Reimbursement:
UNDERSTAND PAYMENT ADJUSTMENTS TO IMPROVE CASE MIX WEIGHT
Published on Mon Jul 10, 2006
Unnecessary SCICs can cost you thousands.
You wouldn't want to do your job and not get paid--and neither does your agency.
When a patient has less than a full episode, you receive less money than you expected. Sometimes you can't avoid that result, but at other times it's preventable, said Portland, OR-based consultant Jan Potts in an educational session "Getting to the Bottom of It: Understanding the Drivers Underlying Your Financial Performance" at the National Association for Home Care & Hospice's annual meeting in Seattle.
Identify and analyze how your agency differs from benchmark numbers to find potential ways to improve revenue, said Danny Hart, an accountant with Jackson, MS-based Home LLP, speaking at the same NAHC session. Scrutinize These 3 Adjustments • LUPAs. The industry average for LUPAs is 12 to 14 percent, Potts said. If your agency is higher than that, look more closely to see what's driving the LUPAs, she suggested.
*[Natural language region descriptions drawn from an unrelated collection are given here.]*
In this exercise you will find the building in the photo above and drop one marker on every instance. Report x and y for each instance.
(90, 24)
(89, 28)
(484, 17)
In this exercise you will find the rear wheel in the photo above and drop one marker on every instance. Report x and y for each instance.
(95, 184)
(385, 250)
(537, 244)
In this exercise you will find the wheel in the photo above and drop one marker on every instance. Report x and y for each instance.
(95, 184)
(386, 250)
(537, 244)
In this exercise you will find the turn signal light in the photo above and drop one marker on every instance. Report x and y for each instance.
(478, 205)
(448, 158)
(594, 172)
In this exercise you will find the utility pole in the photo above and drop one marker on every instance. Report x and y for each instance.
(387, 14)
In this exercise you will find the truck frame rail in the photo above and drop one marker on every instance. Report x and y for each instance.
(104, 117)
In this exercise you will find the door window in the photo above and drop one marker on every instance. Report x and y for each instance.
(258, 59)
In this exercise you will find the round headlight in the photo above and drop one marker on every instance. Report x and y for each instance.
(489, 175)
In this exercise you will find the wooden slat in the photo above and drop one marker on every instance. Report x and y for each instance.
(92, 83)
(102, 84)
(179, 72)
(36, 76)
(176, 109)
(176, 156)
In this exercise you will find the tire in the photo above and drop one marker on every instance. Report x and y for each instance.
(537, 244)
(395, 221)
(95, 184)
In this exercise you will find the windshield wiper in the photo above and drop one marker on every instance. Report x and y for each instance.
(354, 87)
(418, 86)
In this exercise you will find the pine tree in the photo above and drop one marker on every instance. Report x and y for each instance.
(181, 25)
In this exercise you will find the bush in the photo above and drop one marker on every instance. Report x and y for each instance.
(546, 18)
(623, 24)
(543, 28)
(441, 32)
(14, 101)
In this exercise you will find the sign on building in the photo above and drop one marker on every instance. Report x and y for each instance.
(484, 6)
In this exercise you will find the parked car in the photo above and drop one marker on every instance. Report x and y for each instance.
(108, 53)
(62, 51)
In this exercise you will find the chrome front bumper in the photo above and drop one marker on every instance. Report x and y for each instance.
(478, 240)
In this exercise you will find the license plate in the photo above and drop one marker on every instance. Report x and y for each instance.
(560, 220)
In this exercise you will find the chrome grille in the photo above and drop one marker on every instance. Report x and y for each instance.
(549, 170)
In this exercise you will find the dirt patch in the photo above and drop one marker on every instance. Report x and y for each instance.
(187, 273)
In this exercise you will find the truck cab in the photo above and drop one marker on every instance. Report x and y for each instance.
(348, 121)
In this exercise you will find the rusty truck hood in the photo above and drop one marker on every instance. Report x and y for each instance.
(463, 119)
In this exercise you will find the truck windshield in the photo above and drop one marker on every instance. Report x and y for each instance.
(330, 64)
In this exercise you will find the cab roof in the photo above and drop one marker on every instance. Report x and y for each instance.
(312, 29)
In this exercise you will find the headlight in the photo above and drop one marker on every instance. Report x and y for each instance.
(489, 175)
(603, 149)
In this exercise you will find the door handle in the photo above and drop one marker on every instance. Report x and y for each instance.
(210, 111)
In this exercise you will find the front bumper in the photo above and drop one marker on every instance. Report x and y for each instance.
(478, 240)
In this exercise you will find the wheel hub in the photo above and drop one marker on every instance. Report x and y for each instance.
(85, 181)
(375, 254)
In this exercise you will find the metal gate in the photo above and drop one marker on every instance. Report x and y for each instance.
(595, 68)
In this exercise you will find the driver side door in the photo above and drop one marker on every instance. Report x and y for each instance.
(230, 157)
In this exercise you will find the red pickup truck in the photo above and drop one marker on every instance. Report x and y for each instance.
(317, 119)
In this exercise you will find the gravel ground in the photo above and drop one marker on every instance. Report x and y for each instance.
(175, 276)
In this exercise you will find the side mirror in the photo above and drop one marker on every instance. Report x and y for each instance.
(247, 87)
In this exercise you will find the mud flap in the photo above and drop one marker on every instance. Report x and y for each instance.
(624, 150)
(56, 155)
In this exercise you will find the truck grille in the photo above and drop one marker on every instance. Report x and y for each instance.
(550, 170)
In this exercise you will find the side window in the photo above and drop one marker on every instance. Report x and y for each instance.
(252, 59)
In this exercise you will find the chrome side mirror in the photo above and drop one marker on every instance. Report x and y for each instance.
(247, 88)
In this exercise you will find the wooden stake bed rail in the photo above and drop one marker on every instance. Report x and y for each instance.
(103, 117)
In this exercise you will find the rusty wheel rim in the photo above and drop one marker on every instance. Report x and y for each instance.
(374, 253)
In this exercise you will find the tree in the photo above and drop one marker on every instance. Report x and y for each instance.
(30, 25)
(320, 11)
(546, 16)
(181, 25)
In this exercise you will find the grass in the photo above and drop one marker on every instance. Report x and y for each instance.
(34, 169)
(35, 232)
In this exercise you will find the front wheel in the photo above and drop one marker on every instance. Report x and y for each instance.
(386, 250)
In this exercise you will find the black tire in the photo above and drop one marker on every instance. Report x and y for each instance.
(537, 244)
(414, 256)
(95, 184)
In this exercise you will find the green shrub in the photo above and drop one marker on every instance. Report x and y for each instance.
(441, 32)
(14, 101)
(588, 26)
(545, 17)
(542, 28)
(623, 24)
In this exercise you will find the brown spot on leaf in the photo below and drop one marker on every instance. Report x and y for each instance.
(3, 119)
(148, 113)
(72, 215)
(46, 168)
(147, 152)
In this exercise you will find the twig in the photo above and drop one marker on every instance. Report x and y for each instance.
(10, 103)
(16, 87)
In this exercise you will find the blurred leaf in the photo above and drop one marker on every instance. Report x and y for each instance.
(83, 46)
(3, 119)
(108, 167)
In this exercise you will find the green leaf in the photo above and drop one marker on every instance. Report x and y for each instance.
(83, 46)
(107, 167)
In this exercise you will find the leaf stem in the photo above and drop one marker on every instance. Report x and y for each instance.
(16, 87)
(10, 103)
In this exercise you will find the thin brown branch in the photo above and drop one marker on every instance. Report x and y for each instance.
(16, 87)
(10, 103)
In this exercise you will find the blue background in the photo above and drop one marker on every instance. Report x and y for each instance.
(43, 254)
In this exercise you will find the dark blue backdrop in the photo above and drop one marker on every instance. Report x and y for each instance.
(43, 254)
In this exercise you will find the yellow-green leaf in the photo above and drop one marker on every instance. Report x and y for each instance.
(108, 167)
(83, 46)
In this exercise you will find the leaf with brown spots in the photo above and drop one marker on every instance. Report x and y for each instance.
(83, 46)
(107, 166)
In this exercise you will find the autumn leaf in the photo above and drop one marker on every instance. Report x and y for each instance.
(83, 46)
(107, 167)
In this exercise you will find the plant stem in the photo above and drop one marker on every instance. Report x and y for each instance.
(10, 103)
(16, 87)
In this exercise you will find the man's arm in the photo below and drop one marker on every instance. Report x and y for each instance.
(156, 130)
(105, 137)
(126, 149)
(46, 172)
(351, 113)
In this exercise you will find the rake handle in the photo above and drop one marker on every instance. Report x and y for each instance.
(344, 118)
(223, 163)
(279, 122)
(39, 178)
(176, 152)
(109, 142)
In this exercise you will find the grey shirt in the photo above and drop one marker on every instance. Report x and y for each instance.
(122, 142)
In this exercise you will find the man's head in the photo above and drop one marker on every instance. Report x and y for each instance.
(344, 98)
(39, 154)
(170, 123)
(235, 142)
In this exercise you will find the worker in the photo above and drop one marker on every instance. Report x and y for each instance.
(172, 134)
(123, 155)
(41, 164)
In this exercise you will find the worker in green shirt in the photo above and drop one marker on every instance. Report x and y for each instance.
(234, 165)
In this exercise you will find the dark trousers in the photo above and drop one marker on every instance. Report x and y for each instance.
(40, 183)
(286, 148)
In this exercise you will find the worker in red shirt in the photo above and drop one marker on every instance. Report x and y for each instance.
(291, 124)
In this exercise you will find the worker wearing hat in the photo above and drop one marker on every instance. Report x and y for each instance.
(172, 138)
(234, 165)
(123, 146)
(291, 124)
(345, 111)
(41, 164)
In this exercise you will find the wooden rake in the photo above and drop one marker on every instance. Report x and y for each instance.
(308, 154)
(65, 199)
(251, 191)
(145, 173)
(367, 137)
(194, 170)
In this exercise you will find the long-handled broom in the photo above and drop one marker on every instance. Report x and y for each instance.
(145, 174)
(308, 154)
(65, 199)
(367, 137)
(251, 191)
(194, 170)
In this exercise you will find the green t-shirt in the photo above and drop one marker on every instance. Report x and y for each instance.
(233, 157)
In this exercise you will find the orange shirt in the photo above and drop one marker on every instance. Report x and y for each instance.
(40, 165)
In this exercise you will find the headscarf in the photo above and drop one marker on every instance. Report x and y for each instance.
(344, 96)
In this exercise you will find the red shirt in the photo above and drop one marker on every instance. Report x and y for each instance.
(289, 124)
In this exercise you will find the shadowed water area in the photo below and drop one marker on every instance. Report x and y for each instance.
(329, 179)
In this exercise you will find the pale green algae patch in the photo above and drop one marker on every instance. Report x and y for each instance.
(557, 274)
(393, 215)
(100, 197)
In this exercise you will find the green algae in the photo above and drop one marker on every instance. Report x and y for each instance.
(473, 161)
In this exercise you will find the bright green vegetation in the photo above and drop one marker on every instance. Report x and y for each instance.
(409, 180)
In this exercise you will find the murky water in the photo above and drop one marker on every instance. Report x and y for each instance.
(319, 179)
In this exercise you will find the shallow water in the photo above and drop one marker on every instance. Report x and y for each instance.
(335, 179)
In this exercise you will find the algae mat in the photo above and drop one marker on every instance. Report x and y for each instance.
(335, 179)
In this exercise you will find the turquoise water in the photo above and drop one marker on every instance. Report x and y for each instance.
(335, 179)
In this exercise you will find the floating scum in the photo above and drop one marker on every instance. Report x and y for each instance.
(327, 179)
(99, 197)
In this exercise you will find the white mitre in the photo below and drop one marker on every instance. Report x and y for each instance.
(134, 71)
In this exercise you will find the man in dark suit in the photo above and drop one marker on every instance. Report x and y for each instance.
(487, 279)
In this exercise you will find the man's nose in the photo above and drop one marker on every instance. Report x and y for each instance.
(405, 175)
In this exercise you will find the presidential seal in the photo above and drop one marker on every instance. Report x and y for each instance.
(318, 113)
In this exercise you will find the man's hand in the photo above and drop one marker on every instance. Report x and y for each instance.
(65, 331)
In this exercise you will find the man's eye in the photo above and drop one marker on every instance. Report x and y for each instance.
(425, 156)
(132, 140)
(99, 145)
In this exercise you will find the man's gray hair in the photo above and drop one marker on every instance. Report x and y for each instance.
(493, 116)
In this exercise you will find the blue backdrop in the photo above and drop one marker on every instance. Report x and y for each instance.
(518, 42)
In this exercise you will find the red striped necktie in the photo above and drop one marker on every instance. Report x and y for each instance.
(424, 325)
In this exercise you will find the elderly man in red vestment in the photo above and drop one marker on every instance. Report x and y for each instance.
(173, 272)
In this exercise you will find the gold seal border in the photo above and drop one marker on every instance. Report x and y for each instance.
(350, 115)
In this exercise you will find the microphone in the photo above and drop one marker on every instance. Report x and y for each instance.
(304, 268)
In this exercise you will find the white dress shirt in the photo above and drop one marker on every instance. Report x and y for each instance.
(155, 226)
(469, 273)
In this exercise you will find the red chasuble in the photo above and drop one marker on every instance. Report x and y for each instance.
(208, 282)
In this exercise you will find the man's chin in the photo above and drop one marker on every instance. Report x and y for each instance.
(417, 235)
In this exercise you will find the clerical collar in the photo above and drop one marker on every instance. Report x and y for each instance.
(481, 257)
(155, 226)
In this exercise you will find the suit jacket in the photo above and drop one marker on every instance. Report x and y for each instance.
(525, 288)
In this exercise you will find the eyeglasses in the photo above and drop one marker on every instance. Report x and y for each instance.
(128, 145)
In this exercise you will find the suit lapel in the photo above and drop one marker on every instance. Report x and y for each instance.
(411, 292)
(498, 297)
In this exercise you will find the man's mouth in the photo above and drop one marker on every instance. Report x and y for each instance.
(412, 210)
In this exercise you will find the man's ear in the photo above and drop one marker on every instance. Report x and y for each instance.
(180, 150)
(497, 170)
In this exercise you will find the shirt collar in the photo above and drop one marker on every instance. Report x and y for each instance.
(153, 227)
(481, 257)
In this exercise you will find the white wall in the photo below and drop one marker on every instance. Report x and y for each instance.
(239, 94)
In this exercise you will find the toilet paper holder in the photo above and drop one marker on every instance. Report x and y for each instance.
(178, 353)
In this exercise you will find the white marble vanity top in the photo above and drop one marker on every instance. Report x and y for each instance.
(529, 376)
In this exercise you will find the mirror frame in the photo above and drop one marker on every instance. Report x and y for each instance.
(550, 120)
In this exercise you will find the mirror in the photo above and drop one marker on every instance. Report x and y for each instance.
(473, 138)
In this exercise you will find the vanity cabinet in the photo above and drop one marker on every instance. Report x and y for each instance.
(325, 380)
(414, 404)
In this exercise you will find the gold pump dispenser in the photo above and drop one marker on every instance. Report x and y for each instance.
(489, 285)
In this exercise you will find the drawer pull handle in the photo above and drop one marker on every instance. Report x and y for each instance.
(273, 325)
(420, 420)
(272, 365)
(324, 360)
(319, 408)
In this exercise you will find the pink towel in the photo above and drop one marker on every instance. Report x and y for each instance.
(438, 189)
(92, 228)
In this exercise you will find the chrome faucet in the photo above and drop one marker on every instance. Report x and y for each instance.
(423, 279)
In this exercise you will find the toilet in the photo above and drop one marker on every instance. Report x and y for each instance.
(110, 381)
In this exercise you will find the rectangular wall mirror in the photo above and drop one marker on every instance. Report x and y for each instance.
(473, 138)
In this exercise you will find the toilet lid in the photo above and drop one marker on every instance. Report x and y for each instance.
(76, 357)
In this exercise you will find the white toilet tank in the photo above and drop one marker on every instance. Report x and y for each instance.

Examples: Are you inappropriately admitting patients who are not homebound or lack medical necessity and then discharging them after a few visits? Does a physician or surgical center that refers many patients to your agency have a protocol requiring four or fewer visits? Do you have a high percentage of managed care patients?
• PEPs. The industry average for partial episode payments is 1 to 2 percent, Potts said. If your average is higher than that, find out why.
Possibilities: Are you missing the fact that another agency is already caring for the patient? Are you discharging patients too soon?
• SCICs. The industry average for SCICs is 1.5 to 3 percent, Potts said. If yours is higher than that, you are typically losing thousands of dollars in inaccurate SCICs, says billing consultant M. Aaron Little with BKD Health Care Group in Spring-field, MO.
Tip: Be sure you are reviewing SCICs before you file the final claim, Potts warned. Remember you don't have to claim a SCIC unless an unanticipated improvement in the patient's condition decreases the HIPPS code, the Centers for Medicare & Medicaid Services instructs.